Back to 2026 Abstracts


DOES TYPE OF FUNDOPLICATION AFFECT RECURRENCE RATES FOLLOWING PARAESOPHAGEAL HERNIA REPAIR?
Ayesha Siddiq1, 2, Nicholas Catanzaro2, Mujjahid Abbas1, 2, Joshua Lyons1, 2, Hamza Chatha1, 2, Patrick Wieland1, 2, Saher-Zahra Khan1, 2, Nicolette M Winder1, 2, Samuel J Zolin1, 2, Jeffrey M. Marks1, 2, Leena Khaitan1, 21. Surgery, University Hospitals Health System, Cleveland, OH, United States.
2. Case Western Reserve University, Cleveland, OH, United States.


Background:
Fundoplication is frequently used during paraesophageal hernia (PEH) repair to enhance reflux control and reduce recurrence. Prior institutional data showed that adding a fundoplication to PEH repair increased hernia recurrence (19% vs 12%) without reducing the need for reoperation. We aim to evaluate the influence of fundoplication type on postoperative recurrence of PEH.

Methods:
Utilizing our institutional database, demographic, operative and follow up data collected for those having elective minimally invasive (MIS) PEH repair with fundoplication (2016-2023). Exclusion criteria: No documented fundoplication type or had concomitant procedures. The primary outcome was documented radiographic or endoscopic hernia recurrence postoperatively. Secondary outcomes included symptom recurrence, and reoperation. Fundoplication type was primary exposure.

Univariable analyses were performed using chi-square and t-tests, and multivariable logistic regression evaluated independent associations between fundoplication type and recurrence.

Results:
Analysis identified 624 adults with mean age 62.9 ± 13.1 years and mean BMI 29.9 ± 5.3 kg/m2. Post-operative recurrence occurred in 27.7% of patients at latest follow up. Recurrence rates differed significantly by fundoplication technique, with Nissen (NF) demonstrating the lowest recurrence rate (23.66%), followed by Toupet (TF) (32.83%) and Dor (DF) (48.28%) (p = 0.006).
Mesh and non-mesh groups had similar recurrence rates with NF (24.0% vs 23.6%) and TF repairs (29.4% vs 34.0%). DF repairs had highest recurrence regardless of mesh use (40.0% vs 50.0%). Symptom recurrence noted with dysphagia (32%), reflux/heartburn (39%), nausea and emesis (15% each), and chest pain (13%). Symptom patterns were similar across all wrap types. Overall, 27 patients (16%) were completely asymptomatic.

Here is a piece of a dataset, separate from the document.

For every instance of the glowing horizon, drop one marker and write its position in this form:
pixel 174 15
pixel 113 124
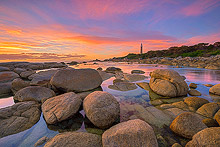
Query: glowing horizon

41 patients (23.8%) underwent reoperation with no statistically significant association with fundoplication type (NF 27.9%, TF 16.9%, DF 28.6%; p = 0.25). Median time to reoperation was 14.5 months (IQR 2.0-31.2) and differed across fundoplication types [(NF: 16.9 months (IQR 4.1-42.8), TF: 7.1 months (IQR 0.07-22.4), DF: 10.5 months (IQR 1.2-25.0)].

Primary multivariable analysis adjusting for age and BMI, both TF (OR 1.59, 95% CI 1.09-2.33; p = 0.016) and DF (OR 3.06, 95% CI 1.41-6.61; p = 0.005) were independently associated with higher odds of postoperative recurrence compared with NF, while age and BMI were not predictive.

Conclusion:
Recurrence rates were higher than our earlier institutional data, likely reflecting the expanded dataset. NF had the lowest recurrence risk, TF and DF had significantly higher rates. These findings suggest complete 360-degree wraps offer more protection against recurrence than partial wraps in PEH repair and increase time to recurrence.